Transient Efficacy of Octreotide and Pasireotide (SOM230) Treatment in GIP-dependent Cushing's Syndrome

We studied a 55-year old woman presenting with features of Cushing's syndrome associated with metabolic abnormalities including severe hypertension and type 2 diabetes. Urinary free cortisol excretion was within normal limits, but an unusual diurnal cortisol rhythm was observed with low morning and high postprandial levels, associated with the absence of cortisol suppression after dexamethasone, suggesting the possibility of GIP-dependent Cushing's syndrome. The diagnosis was confirmed by further investigations, showing significant plasma cortisol responses after a mixed meal test and after oral, but not intravenous glucose administration, as well as ACTH-independent bilateral macronodular adrenal hyperplasia (AIMAH).
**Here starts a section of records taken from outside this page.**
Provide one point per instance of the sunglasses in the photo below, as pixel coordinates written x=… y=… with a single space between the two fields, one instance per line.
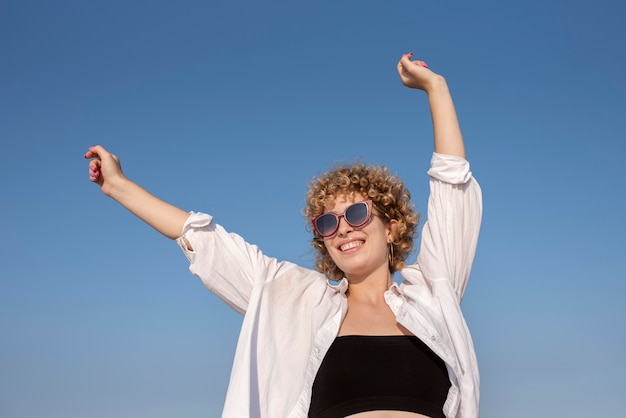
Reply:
x=356 y=215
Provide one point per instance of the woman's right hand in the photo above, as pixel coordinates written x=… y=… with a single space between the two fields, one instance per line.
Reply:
x=104 y=168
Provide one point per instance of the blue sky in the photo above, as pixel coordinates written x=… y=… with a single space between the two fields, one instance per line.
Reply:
x=230 y=107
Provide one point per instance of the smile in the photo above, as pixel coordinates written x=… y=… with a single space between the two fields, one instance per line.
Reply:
x=349 y=245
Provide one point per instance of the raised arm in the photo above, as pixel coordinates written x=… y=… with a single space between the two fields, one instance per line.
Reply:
x=446 y=129
x=106 y=171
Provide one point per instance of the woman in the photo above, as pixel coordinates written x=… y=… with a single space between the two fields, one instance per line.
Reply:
x=366 y=347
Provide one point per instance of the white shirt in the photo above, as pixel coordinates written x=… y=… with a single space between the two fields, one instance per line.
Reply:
x=293 y=314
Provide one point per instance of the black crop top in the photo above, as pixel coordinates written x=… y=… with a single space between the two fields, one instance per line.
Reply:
x=369 y=373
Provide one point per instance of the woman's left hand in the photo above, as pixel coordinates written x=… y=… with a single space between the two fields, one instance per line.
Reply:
x=415 y=74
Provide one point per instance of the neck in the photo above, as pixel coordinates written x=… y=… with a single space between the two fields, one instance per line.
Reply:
x=370 y=288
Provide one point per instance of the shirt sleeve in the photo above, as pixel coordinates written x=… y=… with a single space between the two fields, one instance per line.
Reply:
x=450 y=234
x=227 y=264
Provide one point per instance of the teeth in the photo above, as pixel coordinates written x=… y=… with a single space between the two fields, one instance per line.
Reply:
x=352 y=244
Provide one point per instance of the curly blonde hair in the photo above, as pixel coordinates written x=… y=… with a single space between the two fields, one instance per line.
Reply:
x=389 y=197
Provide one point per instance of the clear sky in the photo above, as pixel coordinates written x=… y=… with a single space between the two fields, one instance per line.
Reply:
x=230 y=107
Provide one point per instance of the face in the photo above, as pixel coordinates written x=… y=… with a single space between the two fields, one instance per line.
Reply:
x=363 y=250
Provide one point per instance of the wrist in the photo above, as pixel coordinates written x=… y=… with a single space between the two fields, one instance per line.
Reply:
x=436 y=85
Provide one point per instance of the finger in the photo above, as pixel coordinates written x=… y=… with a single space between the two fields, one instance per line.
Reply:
x=405 y=60
x=96 y=151
x=94 y=170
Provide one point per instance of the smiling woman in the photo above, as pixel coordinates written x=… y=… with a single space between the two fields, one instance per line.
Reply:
x=364 y=347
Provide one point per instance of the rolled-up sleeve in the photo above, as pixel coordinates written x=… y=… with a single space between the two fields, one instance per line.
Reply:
x=450 y=234
x=226 y=264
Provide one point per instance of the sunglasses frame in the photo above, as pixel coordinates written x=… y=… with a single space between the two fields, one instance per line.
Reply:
x=370 y=211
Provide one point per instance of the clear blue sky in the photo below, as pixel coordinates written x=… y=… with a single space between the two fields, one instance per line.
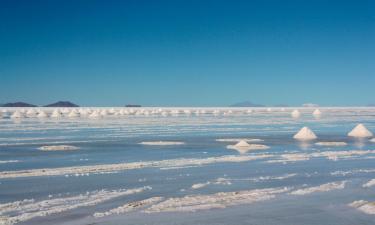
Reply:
x=188 y=53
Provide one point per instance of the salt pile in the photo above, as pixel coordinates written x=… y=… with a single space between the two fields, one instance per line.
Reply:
x=162 y=143
x=360 y=131
x=58 y=148
x=305 y=134
x=364 y=206
x=295 y=113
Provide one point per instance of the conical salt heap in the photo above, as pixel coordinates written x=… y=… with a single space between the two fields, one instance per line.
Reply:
x=360 y=131
x=295 y=114
x=317 y=112
x=242 y=144
x=305 y=134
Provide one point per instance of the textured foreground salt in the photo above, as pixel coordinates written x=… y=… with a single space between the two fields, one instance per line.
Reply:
x=192 y=203
x=364 y=206
x=58 y=148
x=129 y=207
x=321 y=188
x=162 y=143
x=20 y=211
x=181 y=162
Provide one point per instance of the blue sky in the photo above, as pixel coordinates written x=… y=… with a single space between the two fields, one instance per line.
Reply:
x=188 y=53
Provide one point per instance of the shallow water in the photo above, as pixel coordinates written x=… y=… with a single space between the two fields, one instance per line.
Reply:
x=114 y=140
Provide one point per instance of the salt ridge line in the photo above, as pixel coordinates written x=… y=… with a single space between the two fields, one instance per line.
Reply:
x=20 y=211
x=105 y=168
x=192 y=203
x=321 y=188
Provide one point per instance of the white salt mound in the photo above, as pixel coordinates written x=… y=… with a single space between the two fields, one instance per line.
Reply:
x=360 y=131
x=58 y=148
x=295 y=114
x=243 y=147
x=162 y=143
x=305 y=134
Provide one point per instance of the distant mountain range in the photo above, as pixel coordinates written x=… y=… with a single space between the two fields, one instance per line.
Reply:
x=246 y=104
x=24 y=104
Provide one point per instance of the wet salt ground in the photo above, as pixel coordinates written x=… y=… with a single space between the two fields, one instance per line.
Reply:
x=328 y=207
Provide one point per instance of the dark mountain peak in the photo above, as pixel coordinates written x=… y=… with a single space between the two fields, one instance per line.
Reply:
x=18 y=104
x=62 y=104
x=246 y=104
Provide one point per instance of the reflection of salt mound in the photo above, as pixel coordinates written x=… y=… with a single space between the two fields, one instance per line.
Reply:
x=317 y=113
x=243 y=147
x=305 y=134
x=56 y=114
x=17 y=114
x=360 y=131
x=58 y=148
x=73 y=114
x=42 y=114
x=331 y=143
x=162 y=143
x=295 y=113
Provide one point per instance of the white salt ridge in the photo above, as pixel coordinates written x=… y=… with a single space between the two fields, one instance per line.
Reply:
x=181 y=162
x=243 y=147
x=305 y=134
x=8 y=161
x=129 y=207
x=370 y=183
x=360 y=131
x=239 y=139
x=21 y=211
x=364 y=206
x=295 y=113
x=331 y=143
x=58 y=148
x=321 y=188
x=192 y=203
x=162 y=143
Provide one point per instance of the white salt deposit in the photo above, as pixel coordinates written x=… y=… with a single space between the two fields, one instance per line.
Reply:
x=370 y=183
x=192 y=203
x=239 y=139
x=21 y=211
x=305 y=134
x=200 y=185
x=321 y=188
x=162 y=143
x=295 y=113
x=58 y=148
x=130 y=207
x=360 y=131
x=364 y=206
x=243 y=147
x=331 y=143
x=106 y=168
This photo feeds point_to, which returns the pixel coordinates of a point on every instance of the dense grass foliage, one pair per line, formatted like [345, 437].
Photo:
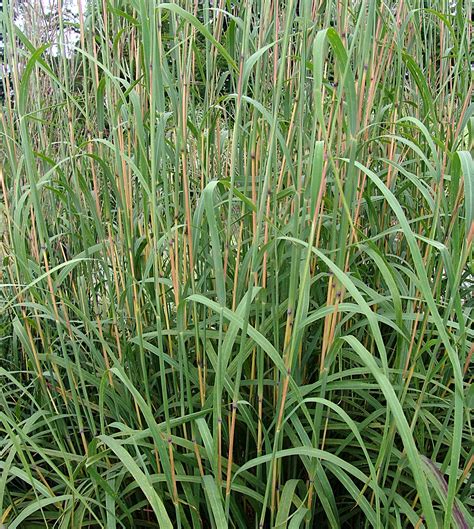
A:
[236, 266]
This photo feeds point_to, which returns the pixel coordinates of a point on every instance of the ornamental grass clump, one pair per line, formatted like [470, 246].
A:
[236, 264]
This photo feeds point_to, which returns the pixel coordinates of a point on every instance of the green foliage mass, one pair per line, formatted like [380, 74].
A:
[236, 266]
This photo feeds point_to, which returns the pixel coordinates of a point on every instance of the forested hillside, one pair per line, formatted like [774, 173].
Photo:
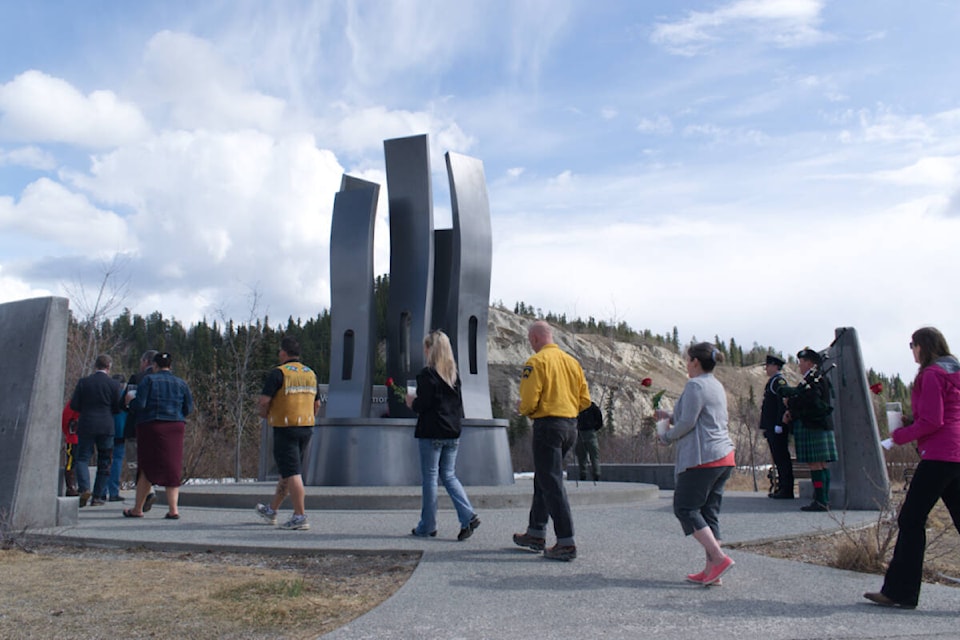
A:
[225, 361]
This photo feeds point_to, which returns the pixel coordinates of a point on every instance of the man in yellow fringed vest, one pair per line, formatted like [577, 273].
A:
[290, 402]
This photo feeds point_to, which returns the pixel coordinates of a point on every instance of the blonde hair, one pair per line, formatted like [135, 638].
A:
[440, 356]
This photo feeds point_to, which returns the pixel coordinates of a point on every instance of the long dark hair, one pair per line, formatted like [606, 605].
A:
[932, 345]
[707, 354]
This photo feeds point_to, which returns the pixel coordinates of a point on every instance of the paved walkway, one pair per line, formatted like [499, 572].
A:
[627, 582]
An aberrant increase in cortisol was also observed after glucagon and terlipressin injections. The patient was first treated with octreotide 100-250 mu g thrice daily for 6 months, then with the new multi-ligand somatostatin analogue (SOM 230) 450-900 mu g twice daily for 3 months. Although inducing a significant acute suppression of postprandial cortisol response, both drugs had no effects on the clinical and metabolic abnormalities associated with Cushing's syndrome and new tests performed at the end of each treatment period confirmed escape of post-meal cortisol suppression to therapy. The patient finally underwent a bilateral adrenalectomy, which markedly improved her medical condition and allowed in vitro confirmation by real time RT-PCR quantification of a high aberrant expression of GIP receptor mRNA in adrenal tissue. This case report illustrates the lack of sustained efficacy of somatostatin analogues on GIP-dependent Cushing's syndrome, independent of their affinity for the different somatostatin receptor subtypes.